Banks are not headed back to 2007, says analyst

  • Changes to banking regulation more likely to focus on reporting standards than types of activity, says analyst
  • Banking margins set to pick up as bond yields trend higher
  • Lack of clarity over governmental pledges is hitting dealmaking activity

U.S. bank regulation is not being rolled back to match pre-financial crisis standards despite Federal Reserve (Fed) chair Janet Yellen saying on Thursday that she agreed with some proposed amendments to legislation, says a sector analyst.

"We're not going back to what things looked like in 2007 and 2008, that's absolutely not going to be the case. But it is going to be slightly better," Chris Wheeler, U.S. banks analyst at Atlantic Equities, told CNBC's Squawk Box on Friday.

Yellen's comments followed her review of an initial paper from Treasury Secretary Steve Mnuchin regarding proposed changes to key regulatory items for banks such as the Volcker Rule (which lays down guidelines for speculative investing on the part of banks) and minimum leverage ratios.

The changes are not about returning to the days of proprietary trading, according to Wheeler, but rather more about reducing burdensome reporting requirements.

"By doing that, the banks are going to be able to hold bigger inventories and that's actually good for the market - which is part of the whole story here about obviously getting the banks to service the broader economy," affirmed the banking analyst.

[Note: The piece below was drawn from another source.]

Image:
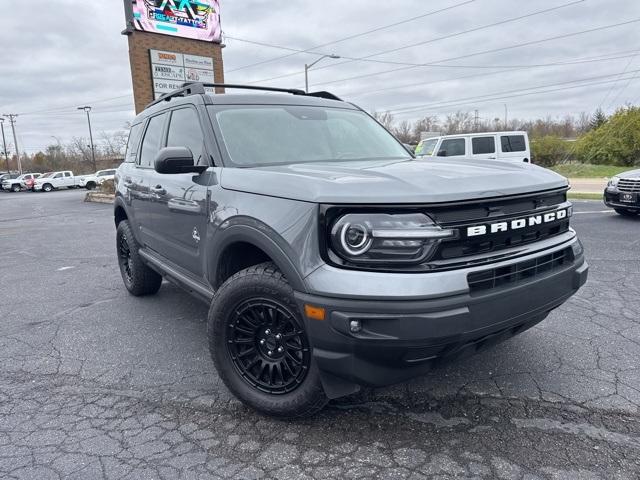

Traders are keenly waiting for the second quarter earnings of three of the U.S.'s four largest banks to be released later this morning as JPMorgan Chase, Citigroup and Wells Fargo kick off the earnings season.

Following a wave of earnings forecast downgrades in recent weeks, the companies have done a fine job of expectations management, particularly with regards to their fixed income, currencies and commodities (FICC) businesses.

These divisions traditionally experience a slow second quarter but this year face additional headwinds in the form of continued extremely low volatility and tough comparables given the Brexit-induced spike in trading volumes in the final day of the same period last year.

Loan volumes, especially on the commercial side, are also likely to be sluggish as would-be borrowers stand on the sidelines, waiting for more clarity from the Trump administration regarding its pledges to bring thorough changes to areas such as tax reform and healthcare.

The lack of clarity is also hitting dealmaking and therefore the banks' mergers and acquisition (M&A) advisory businesses, says Wheeler.

According to Wheeler, companies are asking "what is the new administration really going to do because we have things we'd like to invest in but we'd like to wait to get a bit more certainty about what the outlook is in terms of taxation and other measures taken by the administration to boost the economy."

Nonetheless, banks have done a remarkable effort of shoring up their capital balances and while record shareholder distributions have been announced, the companies will still maintain very robust financial profiles following the payments.

Importantly, the jump in bond yields seen so far this year which should be carried further by the recent swing towards more hawkish rhetoric from central banks is set to be critically helpful in boosting banking profitability going forward.

"These banks have about 30 percent of their deposits in non-interest bearing deposits and that actually means you get quite a kicker to your net interest margins as you start to see rates go up," asserted Wheeler.